Here is a simple program that we can first come up with to solve this word count exercise:

pub fn read_file(file_path: &str) -> String {
    let mut file = File::open(file_path).expect("Fail to open the file");
    let mut content = String::new();
    file.read_to_string(&mut content).expect("Fail to read the file");
    content
}

pub fn count_words_simple(text: String) -> usize {
    text.lines().flat_map(|line| line.split_whitespace()).count()
}

We first load all the file content into the memory, and then there is a tiny function doing the word-counting job. Here we loop through each line, flat each line into words and then count them. The result is that it correctly counts the number of words for our 10 million lines input, but in…30 seconds. The native wc command of the Unix-based OS outputs the same result almost instantly. Let’s make some improvements!

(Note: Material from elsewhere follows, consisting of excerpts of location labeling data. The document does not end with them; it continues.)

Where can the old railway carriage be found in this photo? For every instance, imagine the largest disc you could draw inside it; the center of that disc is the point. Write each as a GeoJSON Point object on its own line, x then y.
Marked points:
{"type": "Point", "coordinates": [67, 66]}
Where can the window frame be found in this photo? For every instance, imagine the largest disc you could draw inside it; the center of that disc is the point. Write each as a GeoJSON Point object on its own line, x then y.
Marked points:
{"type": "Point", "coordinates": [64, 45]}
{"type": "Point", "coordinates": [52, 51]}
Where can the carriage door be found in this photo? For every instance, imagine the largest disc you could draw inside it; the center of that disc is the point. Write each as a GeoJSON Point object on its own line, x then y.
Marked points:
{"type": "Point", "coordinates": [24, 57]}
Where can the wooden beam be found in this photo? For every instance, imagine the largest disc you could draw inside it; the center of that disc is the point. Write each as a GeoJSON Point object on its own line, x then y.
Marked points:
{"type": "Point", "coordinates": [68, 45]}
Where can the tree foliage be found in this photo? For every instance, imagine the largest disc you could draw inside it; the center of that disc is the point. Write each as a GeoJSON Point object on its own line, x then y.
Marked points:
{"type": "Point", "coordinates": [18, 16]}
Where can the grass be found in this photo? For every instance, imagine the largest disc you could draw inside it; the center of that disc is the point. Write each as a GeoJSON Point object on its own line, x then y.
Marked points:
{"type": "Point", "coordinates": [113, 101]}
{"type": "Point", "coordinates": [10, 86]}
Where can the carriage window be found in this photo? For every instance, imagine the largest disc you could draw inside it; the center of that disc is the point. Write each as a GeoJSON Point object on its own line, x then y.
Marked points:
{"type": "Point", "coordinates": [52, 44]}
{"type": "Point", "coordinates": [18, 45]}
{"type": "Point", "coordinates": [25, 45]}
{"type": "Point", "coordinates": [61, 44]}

For the read_file function, do you think that we need to adjust it somehow? First, we can measure how long it takes to load a 10 million line file into the memory. Simply as that:

pub fn read_file(file_path: &str) -> String {
    let mut file = File::open(file_path).expect("Fail to open the file");
    let mut content = String::new();
    file.read_to_string(&mut content).expect("Fail to read the file");
    content
}

pub fn main() {
  let start = Instant::now();
  let file_path = "/path/to/the/input/file.txt"
  let content = read_file(file_path);
  println!("Total time read file: {:?}", start.elapsed()); 
}

Total time read file: 137.034ms

Turns out the performance of our read_file is already impressive, it just took around 137ms to load all the file content on my computer. File::open establishes a connection to a file from our application through a system call like read() in Unix. The actual work happens in the file.read_to_string(...), internally Rust uses a buffer for this purpose, so instead of reading a file byte-by-byte, the buffer in the memory is the immediate location where data is stored. One question might arise, why performance is better when more layers between 2 destinations, now we have to go from a file, and then to a buffer residing in the memory, and finally reach the application.

Because each time the file data is read, it needs to perform a “system call” and by doing so, the CPU needs to switch from the user mode to kernel mode, and context-switching is indeed expensive. So the idea of a buffer is to reduce the number of system calls by using a temporary location in the memory to store the data, the size of the buffer can be tuned to maximize the performance, a typical buffer size would be from 4KB to 4MB. So instead of issuing a system call on every byte, we only do that once per 4MB, for example. The advantage of this approach would be tremendous if we look at some numbers.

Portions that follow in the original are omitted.